I thought it was what I wanted, and there it was under the Christmas tree in 1965. I opened the black cardboard-ish case and proudly took out that Silvertone flat-top acoustic. $19.95 from Sears. I was a twelve-year-old girl who loved listening to the radio, and I wanted to play all those songs on the guitar.
I really tried. It came with an instruction record and booklet. I got a few songbooks with chords. I asked everyone I knew who played to teach me some songs. After several years I still sounded terrible and couldn’t manage to play anything smoothly. The music-making wasn’t satisfying.
When other people started letting me try their guitars, I finally realized what the problem was. My cheap plywood instrument was the problem. The strings were always stiff and were strung too high above the neck. Playing chords took a lot of finger-power to press down on the frets. I built up some pretty good callouses while learning on that piece of junk.
When I bought a better acoustic, I realized a nicer, well-built guitar was easier to play and sounded much better, no matter who played it.
My point is your resources matter. The tools you use make a difference. Whether we are talking about kitchen utensils, gardening implements, or Bible study aids, we should carefully choose the best we can afford. If we have to start with the cheap stuff, so be it. Get what you can out of it, but try to work up to something better.

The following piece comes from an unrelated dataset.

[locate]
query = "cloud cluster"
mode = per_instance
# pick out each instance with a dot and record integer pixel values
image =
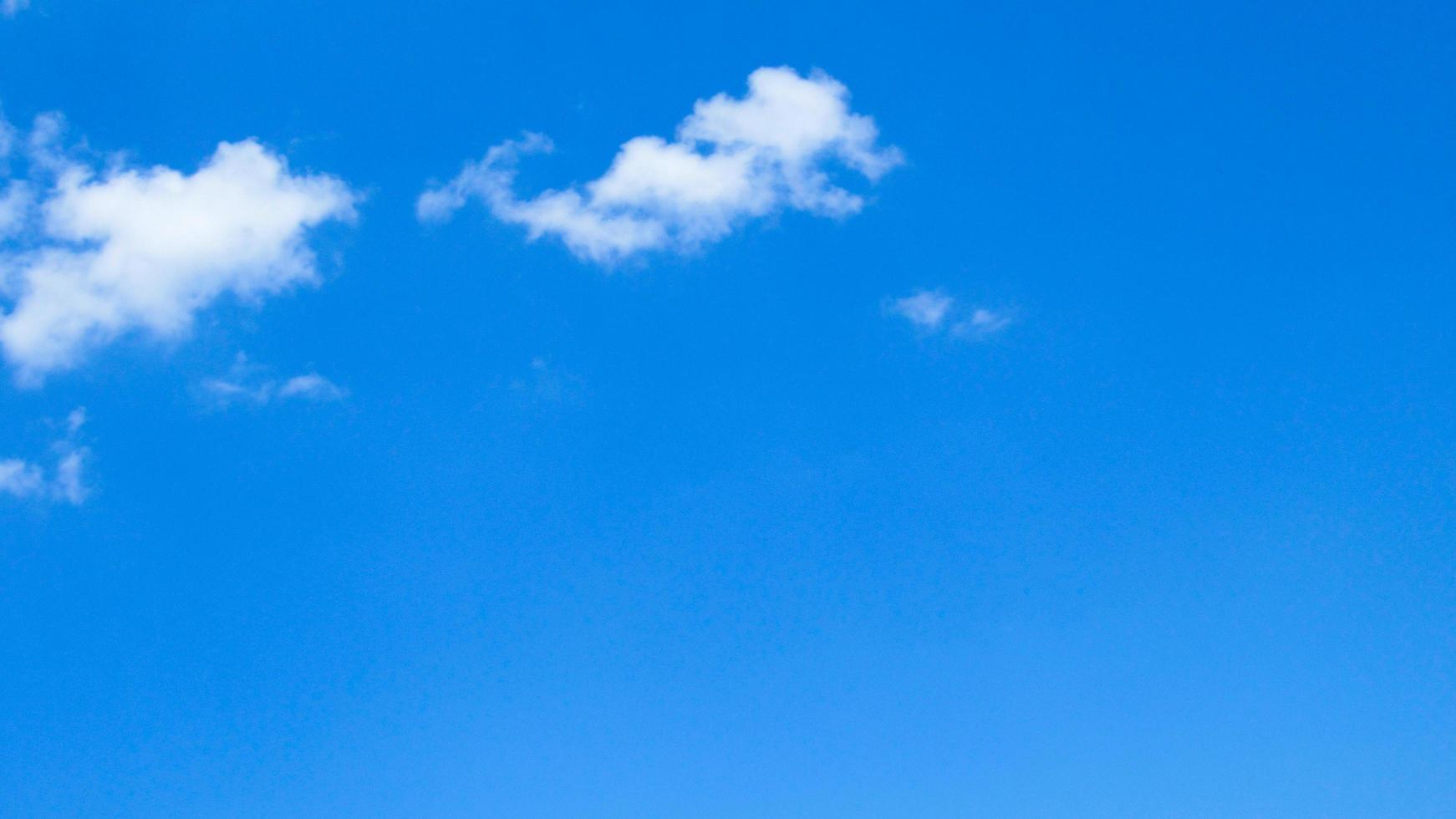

I heard Chuck Missler say to treat your Bible study library as you would your favorite hobby. Then he asked with a grin, “How many of you spend more money on your hobby than you want your spouse to know about?” Golf, hunting, fishing, scrapbooking, shopping, photography, music, reading, and (eek!) gardening.
You may be doing well just to read your Bible. Don’t stop doing that, but it contains some things that are hard to understand. Most of us seek answers to our questions about it. Where do you go for that information? According to the Scriptures, our lack of knowledge can be a serious thing. It may cause you to think your Bible is a Sears Silvertone.
There are so many excellent resources available that help us understand different aspects of God’s Word. Sure, we can get information from the Internet, but reliable, trustworthy, academically sound resources usually come with a price.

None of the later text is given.